= Margaret Cameron (jurist) =

Margaret A. Cameron is a Canadian jurist and current Justice of the Supreme Court of Newfoundland and Labrador (Court of Appeal).

Cameron was a rumoured candidate to replace Supreme Court of Canada Justice Michel Bastarache. If appointed, Cameron would have been the first Newfoundlander and Labradorian to sit on the High Court.

In 2008, Cameron led the Commission of Inquiry into Hormone Receptor Testing, known as the Cameron Inquiry, a public inquiry into health care for the province of Newfoundland and Labrador.

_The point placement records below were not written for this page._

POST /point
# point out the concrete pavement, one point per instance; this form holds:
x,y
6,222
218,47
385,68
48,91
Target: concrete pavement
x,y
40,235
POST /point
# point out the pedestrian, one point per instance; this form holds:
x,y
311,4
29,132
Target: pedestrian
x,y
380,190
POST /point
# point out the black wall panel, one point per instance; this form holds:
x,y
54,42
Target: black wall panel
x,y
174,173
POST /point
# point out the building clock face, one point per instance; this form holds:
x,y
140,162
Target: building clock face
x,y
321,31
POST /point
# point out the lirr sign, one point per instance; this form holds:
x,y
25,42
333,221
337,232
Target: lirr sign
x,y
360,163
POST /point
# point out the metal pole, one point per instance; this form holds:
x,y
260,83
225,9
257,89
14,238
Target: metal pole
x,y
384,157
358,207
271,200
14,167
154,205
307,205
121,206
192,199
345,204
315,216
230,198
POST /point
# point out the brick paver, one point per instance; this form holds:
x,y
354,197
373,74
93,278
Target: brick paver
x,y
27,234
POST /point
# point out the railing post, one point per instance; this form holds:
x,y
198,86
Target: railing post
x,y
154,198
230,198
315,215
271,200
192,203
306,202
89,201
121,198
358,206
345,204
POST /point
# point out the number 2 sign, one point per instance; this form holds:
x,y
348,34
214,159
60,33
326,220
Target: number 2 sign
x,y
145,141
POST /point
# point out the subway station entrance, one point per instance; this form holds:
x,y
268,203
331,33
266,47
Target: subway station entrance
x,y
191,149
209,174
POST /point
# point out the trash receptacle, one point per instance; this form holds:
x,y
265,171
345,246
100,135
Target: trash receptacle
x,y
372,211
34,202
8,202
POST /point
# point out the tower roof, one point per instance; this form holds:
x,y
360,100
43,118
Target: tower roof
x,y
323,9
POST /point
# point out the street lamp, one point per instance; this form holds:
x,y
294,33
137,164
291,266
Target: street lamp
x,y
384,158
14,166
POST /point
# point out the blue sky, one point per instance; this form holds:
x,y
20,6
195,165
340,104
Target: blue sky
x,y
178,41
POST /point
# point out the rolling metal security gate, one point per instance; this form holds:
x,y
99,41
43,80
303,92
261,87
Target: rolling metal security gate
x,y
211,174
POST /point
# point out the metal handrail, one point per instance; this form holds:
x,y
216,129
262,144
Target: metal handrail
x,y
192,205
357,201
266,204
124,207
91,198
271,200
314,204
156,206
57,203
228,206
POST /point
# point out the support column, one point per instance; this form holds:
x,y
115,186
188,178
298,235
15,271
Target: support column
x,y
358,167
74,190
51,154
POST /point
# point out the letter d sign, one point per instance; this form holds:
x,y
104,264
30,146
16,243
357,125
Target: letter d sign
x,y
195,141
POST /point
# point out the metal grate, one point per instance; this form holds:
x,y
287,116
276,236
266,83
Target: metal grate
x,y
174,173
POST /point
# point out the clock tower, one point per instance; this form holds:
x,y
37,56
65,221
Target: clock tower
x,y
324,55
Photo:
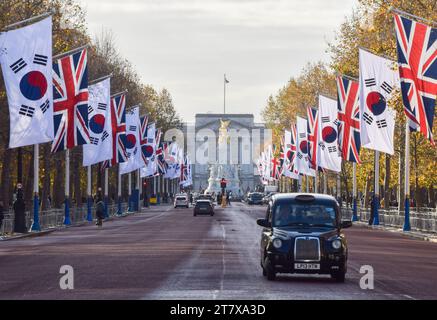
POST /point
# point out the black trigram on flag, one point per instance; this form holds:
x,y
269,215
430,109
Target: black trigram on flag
x,y
381,123
40,59
18,65
368,118
332,149
94,141
27,111
102,106
370,82
386,87
105,136
45,106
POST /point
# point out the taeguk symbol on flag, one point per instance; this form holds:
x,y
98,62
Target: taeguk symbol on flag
x,y
70,94
349,119
25,57
118,118
417,59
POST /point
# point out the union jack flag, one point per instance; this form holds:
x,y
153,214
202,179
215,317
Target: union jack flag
x,y
417,59
118,118
313,136
349,119
70,101
143,135
161,163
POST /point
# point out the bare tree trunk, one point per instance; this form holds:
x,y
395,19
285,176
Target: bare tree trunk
x,y
58,183
368,186
45,193
77,176
6,179
401,170
28,185
387,191
417,195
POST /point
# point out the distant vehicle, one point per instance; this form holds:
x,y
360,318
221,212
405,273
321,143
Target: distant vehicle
x,y
181,200
268,189
255,198
203,206
268,197
302,234
205,197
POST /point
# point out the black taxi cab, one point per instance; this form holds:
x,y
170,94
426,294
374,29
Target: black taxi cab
x,y
302,234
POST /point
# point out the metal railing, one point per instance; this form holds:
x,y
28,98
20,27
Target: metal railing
x,y
54,218
422,220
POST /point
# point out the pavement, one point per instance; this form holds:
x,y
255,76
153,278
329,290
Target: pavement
x,y
166,253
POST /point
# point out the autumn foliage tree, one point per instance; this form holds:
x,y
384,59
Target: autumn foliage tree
x,y
369,26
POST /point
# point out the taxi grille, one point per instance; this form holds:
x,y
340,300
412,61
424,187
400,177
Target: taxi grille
x,y
307,249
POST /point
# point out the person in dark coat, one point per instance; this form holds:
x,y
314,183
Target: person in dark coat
x,y
1,214
372,212
20,215
100,210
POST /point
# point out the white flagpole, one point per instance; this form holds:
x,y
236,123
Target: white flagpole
x,y
376,191
129,192
106,193
138,191
119,191
224,95
89,192
35,225
67,220
158,198
325,183
354,192
407,226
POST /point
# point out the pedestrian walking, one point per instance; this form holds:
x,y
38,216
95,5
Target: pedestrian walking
x,y
100,210
372,212
1,214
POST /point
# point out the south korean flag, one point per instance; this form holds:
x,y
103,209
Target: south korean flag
x,y
328,153
302,161
133,147
26,60
99,123
378,80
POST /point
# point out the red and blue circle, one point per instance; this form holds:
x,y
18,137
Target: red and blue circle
x,y
131,141
376,103
289,155
329,134
97,123
147,151
33,85
304,146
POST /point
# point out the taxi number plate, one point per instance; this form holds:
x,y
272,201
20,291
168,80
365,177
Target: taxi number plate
x,y
307,266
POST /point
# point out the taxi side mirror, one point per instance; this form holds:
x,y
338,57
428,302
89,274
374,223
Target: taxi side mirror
x,y
263,223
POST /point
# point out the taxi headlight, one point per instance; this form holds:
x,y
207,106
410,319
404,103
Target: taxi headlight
x,y
277,243
336,244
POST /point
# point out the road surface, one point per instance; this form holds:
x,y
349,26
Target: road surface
x,y
166,253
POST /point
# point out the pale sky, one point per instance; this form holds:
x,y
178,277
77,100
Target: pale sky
x,y
186,46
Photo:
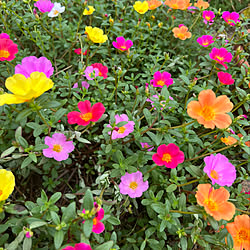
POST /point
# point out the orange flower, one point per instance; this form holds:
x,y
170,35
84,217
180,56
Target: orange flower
x,y
153,4
215,202
178,4
240,231
201,4
211,110
181,32
228,140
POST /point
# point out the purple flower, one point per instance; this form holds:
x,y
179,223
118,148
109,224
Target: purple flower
x,y
121,132
90,73
220,170
32,64
133,184
59,147
44,5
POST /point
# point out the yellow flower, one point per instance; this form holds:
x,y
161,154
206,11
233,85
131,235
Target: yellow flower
x,y
95,34
88,11
7,184
25,89
141,7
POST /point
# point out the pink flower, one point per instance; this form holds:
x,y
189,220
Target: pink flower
x,y
161,79
122,44
225,78
133,184
88,114
168,155
32,64
103,70
208,16
98,226
123,131
90,73
221,56
146,145
78,246
44,5
220,170
231,18
59,147
205,40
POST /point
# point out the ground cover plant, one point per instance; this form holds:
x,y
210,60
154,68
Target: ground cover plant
x,y
124,125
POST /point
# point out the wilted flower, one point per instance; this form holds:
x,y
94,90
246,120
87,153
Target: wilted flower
x,y
25,89
220,170
133,184
7,184
32,64
168,155
210,110
215,202
87,113
59,147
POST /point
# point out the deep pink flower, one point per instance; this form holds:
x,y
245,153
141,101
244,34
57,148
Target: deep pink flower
x,y
147,146
98,226
90,72
78,246
59,147
225,78
229,17
87,113
103,70
221,56
161,79
220,170
8,49
121,132
168,155
208,16
44,5
122,44
32,64
205,40
133,184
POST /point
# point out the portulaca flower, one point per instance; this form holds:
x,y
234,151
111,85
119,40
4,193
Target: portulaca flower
x,y
56,10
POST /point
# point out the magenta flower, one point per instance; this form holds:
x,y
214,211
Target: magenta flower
x,y
205,40
133,184
225,78
90,72
168,155
122,44
78,246
231,18
44,5
98,226
220,170
221,56
59,147
87,113
147,146
121,132
161,79
208,16
31,64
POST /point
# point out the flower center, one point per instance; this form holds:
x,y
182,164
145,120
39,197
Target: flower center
x,y
133,185
167,157
214,175
121,130
57,148
4,53
208,113
86,117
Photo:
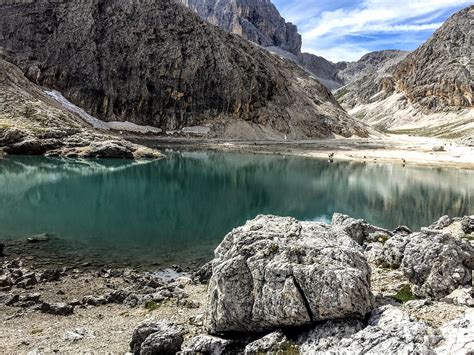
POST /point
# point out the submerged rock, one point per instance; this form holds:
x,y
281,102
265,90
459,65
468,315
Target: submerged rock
x,y
275,272
467,224
443,222
357,229
38,238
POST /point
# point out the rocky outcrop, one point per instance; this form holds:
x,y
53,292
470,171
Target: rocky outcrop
x,y
426,92
439,74
257,21
368,67
457,337
270,343
206,344
389,331
437,263
155,63
276,272
157,337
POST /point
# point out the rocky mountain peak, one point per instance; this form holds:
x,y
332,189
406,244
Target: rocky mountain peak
x,y
156,63
256,20
440,73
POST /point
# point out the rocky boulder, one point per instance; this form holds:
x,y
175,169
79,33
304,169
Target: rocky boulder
x,y
437,263
270,343
457,336
276,272
156,337
467,224
206,344
390,331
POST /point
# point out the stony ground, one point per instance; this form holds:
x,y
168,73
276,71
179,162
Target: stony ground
x,y
100,323
102,328
398,149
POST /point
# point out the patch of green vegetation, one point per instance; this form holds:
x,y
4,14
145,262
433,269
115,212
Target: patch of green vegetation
x,y
287,348
341,93
28,112
151,305
404,294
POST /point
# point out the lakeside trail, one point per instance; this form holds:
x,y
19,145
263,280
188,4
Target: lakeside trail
x,y
399,149
77,310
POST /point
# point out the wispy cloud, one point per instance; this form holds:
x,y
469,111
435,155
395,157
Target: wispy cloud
x,y
345,30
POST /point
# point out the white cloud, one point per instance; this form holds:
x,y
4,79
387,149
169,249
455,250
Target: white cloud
x,y
325,32
338,53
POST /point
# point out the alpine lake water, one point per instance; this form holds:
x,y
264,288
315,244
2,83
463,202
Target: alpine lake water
x,y
121,213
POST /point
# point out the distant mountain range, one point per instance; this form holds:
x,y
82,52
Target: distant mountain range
x,y
427,92
157,64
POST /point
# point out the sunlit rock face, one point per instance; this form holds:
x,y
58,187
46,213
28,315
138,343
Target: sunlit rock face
x,y
278,272
426,92
156,63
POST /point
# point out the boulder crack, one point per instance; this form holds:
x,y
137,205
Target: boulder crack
x,y
305,300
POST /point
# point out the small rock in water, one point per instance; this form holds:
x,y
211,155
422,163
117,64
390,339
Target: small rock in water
x,y
38,238
467,224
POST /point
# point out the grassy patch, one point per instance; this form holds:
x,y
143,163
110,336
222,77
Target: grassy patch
x,y
341,93
151,305
289,348
404,294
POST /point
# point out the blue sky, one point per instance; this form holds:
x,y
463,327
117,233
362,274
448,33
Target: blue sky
x,y
345,30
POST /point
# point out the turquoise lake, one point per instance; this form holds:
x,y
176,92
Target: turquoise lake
x,y
177,210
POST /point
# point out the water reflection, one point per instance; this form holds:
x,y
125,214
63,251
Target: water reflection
x,y
180,208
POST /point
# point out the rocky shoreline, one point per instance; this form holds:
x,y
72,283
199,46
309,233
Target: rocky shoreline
x,y
275,285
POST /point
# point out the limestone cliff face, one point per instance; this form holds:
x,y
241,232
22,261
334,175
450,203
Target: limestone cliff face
x,y
260,22
367,77
256,20
156,63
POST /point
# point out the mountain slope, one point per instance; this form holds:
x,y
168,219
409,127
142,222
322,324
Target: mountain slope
x,y
260,22
33,123
429,92
155,63
256,20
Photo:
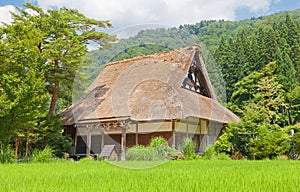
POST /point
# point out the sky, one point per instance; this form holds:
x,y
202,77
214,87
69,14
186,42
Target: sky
x,y
126,14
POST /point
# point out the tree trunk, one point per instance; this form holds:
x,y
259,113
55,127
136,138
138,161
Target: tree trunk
x,y
54,92
54,98
17,143
27,147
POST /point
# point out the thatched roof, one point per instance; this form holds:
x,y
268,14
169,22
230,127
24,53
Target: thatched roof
x,y
148,88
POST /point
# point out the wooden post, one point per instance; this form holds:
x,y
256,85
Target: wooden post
x,y
102,139
173,134
187,128
123,143
89,139
137,133
75,142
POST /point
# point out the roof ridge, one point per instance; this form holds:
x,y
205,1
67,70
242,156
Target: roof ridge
x,y
193,47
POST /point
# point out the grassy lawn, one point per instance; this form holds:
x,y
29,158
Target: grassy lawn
x,y
172,176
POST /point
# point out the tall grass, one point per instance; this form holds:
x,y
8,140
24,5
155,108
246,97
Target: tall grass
x,y
172,176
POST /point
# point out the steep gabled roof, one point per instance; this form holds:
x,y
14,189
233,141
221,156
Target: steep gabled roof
x,y
151,88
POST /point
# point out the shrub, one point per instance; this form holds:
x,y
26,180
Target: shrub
x,y
157,142
6,154
188,148
42,156
210,153
141,153
86,159
161,146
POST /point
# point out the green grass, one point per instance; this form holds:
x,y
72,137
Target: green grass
x,y
171,176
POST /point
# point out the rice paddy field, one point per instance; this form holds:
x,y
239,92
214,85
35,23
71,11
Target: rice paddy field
x,y
171,176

Cameron received a BA from Memorial University of Newfoundland in 1967, an LLB from Dalhousie University in 1971, and was called to the Bar of Newfoundland and Labrador in 1972. She practiced with Thoms, Fowler, Rowe and Barry from 1972 to 1975, and from 1975 to 1981 was a solicitor with the Department of Justice in the Government of Newfoundland and Labrador, from January 1981 to September 1983 serving as Associate Deputy Minister there. She was appointed to the Supreme Court of Newfoundland and Labrador in September 1983, was presiding judge of the Unified Family Court until September 1985, and served in the Trial Division until May 1992 when she was appointed a judge of the Court of Appeal.